Actually, I was stuck as whether to choose "basic auth over HTTPS" or "Auth", because some experienced person told me that Auth2 is for social login kind of things and I should go with "basic auth" for login in my website users.

Hi,
It is still recommended to use OAuth2 with Authorization Code flow for web applications (there are many flows / grant types of OAuth2 like authorization code, implicit and others). OAuth2 is not only for social login but can be used in may variations like web application, mobile applications and other devices.
Please check more info here:
https://oauth.net/2/
https://tools.ietf.org/html...

I think this video might help you:
https://www.youtube.com/wat...

Thanks,
Guy

KinGuy already read

Thanku so much.

Is every times we need email and password to access an api ? Then why we need to authorization ?
I am confused of booth .

I think it should be:
The client application will check if there any token on his application, if not then he will post a request to api using email and password, then the api will send a token for client application.
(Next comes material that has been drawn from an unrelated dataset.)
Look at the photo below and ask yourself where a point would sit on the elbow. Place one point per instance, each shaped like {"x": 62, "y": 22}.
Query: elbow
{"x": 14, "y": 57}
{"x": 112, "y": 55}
After taking that token, the client application will request to api with token for accessing api resources. The api will then check the token, if it is authorized then the api will response with requesting resources other wise unauthorized token will send to client.

Am I wrong ?

Thanks for this blog. It is written very well for anyone to understand. I liked your way of explaining the concepts. Keep it up.

thanks for blog post.
Recently we are building project with spring mvc restful function,In our project,We have RBAC module,We are confused that how to implement the authentication，like url pattern:/api/example/{action},In the old days,we can set resource url like this /api/example/update,/api/example/create and so on.But now we did not figure out a better way to control authentication.Any suggestion? thanks

Hi,

Once you have a resource and the action is POST \ GET \ PUT and etc..
It is same like saying {action}.
POST is create
PUT is update
GET is read
DELETE is delete
and so on.

Hope that helps.

Guy

thanks,In general,there are more than one POST OR GET method for the one resource,because different role has different resource access,for example,/person/getone for role A,but /person/getall fro role B.In this scenario,just one action for the person resource is not fit for.

Hi,
I am guessiing that you are also sending some authorization header that let's you identify the user and his access rights, no? For getting one person you use /person/ID, for getting many, you have something like /person without anything that means getting all. All these are different paths in the controller. So for each you can set a specific access rule, based on a role of the user. You can also set advices @role on your controller paths to controll the access.

Guy

thanks,We use spring mvc restful,and the url pattern like this /people/{action},so ACL can not determine the exactly resource url for the same http method,for example /people/list,/people/get.anyway thanks for your discussion.